Joscelyn quickly took control of the city, but the garrison retreated to the citadel. Lacking siege machinery and the materials with which to construct it, the citadel could not be properly invested. Joscelyn sent out appeals for aid to the other Crusader states. According to the Chronicle of 1234, Prince Raymond I of Antioch refused to help Joscelyn and Baldwin because "he was enraged with both of them for not acknowledging him as their overlord." Historian Steven Runciman gives a more sympathetic reason for Raymond's refusal: "the expedition was ill-planned". During their brief second period of control of the city, which lasted a mere six days, the Franks engaged in looting of shops and houses, both of Muslims and Christians. The Muslim population either fled to Ḥarrān or took refuge in the citadel with the Turkish garrison.

==Nūr al-Dīn's siege==
Nūr al-Dīn, who had inherited Aleppo on Zangī's death, ceased his war with Raymond of Antioch ordered a levée en masse throughout his domains as soon as he learned of the fall of Edessa. He also appealed to the neighbouring Seljuk governors for aid. He marched from Aleppo to Edessa with an army of 10,000. He arrived on 2 November and set about besieging the city with trebuchets. Through a spy, Joscelyn had advanced knowledge of his arrival. When Joscelyn realized that he was trapped between the besiegers and the garrison in the citadel, he chose to abandon the city. The Syriac sources claim that this decision was made without consulting the citizenry, but that after it was made the military leaders forced the citizens to leave during the night. This account has been questioned. Since the citizens are otherwise portrayed as collaborators, it would hardly have made sense for them to stay. It is possible, however, that the Syriac citizens had stood aloof while the Armenians collaborated.

The retreat was a disaster. The Christians were caught in the gate and massacred. Joscelyn and a band of twenty knights escaped to the Water Tower, but were unable to defend it and fled in secret. The Christian survivors made their way to the Euphrates river, a distant of fourteen miles. Baldwin was in the van and Joscelyn in the rear. The following day (3 November), although the rearguard was holding its own, Joscelyn ordered a counterattack on the pursuing forces. He led the attack from the west while Baldwin counterattacked from the east. Both were routed. Baldwin was killed. Joscelyn was wounded in the side by an arrow, but escaped to Samosata. There he was joined by the Syriac bishop, Basil bar Shumna. By December, Nūr al-Dīn was in control of the city. He had the walls razed.

The men of Edessa were massacred, the women and children enslaved. Michael the Syrian estimates the total number of dead from both sieges of Edessa at 30,000 with a further 16,000 enslaved. He estimates that only about 1,000 Edessene men escaped to freedom and no women or children. At the end of 1146, the city was empty save for the corpses. The Armenian bishop John was captured and taken to Aleppo.
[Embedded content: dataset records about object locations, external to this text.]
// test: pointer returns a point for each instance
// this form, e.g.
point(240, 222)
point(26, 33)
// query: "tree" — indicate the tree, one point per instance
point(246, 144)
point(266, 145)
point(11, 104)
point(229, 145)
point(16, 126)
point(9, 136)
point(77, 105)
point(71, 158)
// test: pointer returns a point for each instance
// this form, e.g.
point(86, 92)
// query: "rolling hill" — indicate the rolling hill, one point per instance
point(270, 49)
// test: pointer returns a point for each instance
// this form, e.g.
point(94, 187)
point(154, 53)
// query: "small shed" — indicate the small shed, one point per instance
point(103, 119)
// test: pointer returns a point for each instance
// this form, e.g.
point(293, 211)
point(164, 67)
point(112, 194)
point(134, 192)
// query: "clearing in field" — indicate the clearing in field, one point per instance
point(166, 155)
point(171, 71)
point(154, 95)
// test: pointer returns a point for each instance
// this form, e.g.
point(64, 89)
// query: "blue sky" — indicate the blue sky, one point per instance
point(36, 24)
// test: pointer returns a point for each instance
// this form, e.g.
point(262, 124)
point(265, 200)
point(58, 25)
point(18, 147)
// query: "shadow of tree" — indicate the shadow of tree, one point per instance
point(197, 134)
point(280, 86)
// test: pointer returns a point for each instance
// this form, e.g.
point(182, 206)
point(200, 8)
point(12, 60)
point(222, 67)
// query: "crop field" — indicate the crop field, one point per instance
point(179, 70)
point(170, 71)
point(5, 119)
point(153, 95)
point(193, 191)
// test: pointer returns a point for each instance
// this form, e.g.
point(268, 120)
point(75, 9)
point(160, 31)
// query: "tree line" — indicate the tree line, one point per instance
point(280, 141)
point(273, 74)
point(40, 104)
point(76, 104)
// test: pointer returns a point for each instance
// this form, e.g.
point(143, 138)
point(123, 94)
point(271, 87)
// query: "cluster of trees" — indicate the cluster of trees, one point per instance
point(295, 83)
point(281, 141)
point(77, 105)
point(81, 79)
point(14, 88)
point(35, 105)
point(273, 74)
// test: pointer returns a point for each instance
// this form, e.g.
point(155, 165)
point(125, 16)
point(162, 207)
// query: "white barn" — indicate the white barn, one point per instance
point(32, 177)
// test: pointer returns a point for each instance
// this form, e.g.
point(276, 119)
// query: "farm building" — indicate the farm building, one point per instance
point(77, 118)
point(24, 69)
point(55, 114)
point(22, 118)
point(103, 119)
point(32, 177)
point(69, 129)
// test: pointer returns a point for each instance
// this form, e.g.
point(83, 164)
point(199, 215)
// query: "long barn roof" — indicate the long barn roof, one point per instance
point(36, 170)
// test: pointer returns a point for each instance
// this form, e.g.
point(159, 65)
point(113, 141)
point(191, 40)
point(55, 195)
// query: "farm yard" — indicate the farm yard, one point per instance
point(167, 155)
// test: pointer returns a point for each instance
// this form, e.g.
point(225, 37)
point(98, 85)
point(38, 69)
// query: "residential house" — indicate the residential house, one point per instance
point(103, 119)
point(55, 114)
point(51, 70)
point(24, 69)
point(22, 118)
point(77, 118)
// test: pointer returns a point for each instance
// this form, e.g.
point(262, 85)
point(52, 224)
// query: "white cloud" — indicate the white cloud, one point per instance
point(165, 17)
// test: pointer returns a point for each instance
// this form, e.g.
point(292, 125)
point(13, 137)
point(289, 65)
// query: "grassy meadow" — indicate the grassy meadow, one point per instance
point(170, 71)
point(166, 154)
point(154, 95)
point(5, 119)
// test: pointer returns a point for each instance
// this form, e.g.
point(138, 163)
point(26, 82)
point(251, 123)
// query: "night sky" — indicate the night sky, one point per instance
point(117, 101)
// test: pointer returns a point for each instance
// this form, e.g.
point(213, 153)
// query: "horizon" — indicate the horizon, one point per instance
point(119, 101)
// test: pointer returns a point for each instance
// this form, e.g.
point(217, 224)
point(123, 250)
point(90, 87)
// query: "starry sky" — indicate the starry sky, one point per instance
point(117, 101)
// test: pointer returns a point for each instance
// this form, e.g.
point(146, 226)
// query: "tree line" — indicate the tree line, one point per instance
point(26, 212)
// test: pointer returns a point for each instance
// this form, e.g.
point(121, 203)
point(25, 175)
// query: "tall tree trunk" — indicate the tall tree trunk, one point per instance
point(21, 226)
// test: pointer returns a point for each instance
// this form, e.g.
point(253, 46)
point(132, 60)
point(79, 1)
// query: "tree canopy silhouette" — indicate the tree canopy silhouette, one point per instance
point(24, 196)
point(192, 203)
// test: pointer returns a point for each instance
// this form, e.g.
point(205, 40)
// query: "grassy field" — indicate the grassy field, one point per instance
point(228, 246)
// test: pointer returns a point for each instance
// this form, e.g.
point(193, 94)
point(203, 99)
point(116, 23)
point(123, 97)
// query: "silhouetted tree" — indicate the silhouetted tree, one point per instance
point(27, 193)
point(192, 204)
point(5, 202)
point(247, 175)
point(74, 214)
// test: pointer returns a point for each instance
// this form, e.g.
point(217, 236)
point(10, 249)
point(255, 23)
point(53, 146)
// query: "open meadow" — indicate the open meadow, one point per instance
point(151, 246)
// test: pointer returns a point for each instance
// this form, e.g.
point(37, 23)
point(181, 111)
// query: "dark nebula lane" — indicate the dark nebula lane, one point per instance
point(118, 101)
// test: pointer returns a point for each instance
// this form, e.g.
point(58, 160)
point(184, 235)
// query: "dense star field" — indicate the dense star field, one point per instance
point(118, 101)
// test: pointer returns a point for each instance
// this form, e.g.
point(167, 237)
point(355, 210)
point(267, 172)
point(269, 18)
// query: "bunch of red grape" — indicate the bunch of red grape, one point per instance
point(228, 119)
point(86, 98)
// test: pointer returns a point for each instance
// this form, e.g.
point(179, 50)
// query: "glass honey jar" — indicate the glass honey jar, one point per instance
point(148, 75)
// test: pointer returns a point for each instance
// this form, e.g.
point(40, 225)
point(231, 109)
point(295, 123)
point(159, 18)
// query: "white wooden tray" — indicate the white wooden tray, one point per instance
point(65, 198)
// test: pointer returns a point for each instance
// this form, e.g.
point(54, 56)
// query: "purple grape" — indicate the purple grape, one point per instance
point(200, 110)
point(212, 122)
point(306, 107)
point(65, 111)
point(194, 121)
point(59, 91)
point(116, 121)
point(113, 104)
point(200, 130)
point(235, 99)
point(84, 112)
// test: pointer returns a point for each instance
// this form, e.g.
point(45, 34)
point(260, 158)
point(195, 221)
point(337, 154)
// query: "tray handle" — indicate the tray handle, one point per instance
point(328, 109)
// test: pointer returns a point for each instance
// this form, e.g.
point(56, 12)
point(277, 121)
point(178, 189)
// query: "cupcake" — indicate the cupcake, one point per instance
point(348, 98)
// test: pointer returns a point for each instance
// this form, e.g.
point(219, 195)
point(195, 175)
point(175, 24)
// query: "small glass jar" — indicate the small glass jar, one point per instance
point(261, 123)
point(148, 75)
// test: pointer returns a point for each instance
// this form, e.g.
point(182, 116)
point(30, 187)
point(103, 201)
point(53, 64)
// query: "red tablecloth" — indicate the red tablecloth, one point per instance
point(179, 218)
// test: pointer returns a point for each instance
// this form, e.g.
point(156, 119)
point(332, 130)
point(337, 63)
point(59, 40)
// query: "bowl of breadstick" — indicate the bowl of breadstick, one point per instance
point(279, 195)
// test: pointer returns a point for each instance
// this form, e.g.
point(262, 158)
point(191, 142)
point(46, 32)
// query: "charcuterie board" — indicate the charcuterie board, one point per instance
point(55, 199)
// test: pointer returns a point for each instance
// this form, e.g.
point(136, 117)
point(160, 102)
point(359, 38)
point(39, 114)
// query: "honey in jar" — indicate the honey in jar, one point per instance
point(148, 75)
It was "far worse than the first [siege] and the city never recovered its former prominence". It was also the "fatal blow to the county" of Edessa.

During and following the sack of the city many churches were also destroyed. According to Michael the Syrian, those included: the Church of Saint John the Baptist, the Great Church, the Church of the Holy Apostles, the Church of Saint Thomas, the Church of Saint Michael, the Church of Saint Cosmas (which contained the Mandylion of Edessa), the Church of Saint George, the Church of the Saviour, three churches dedicated to the Mother of God, two churches of the Forty Martyrs, the Church of the Confessors, the Church of Saint Stephan and the Church of Saint Theodore.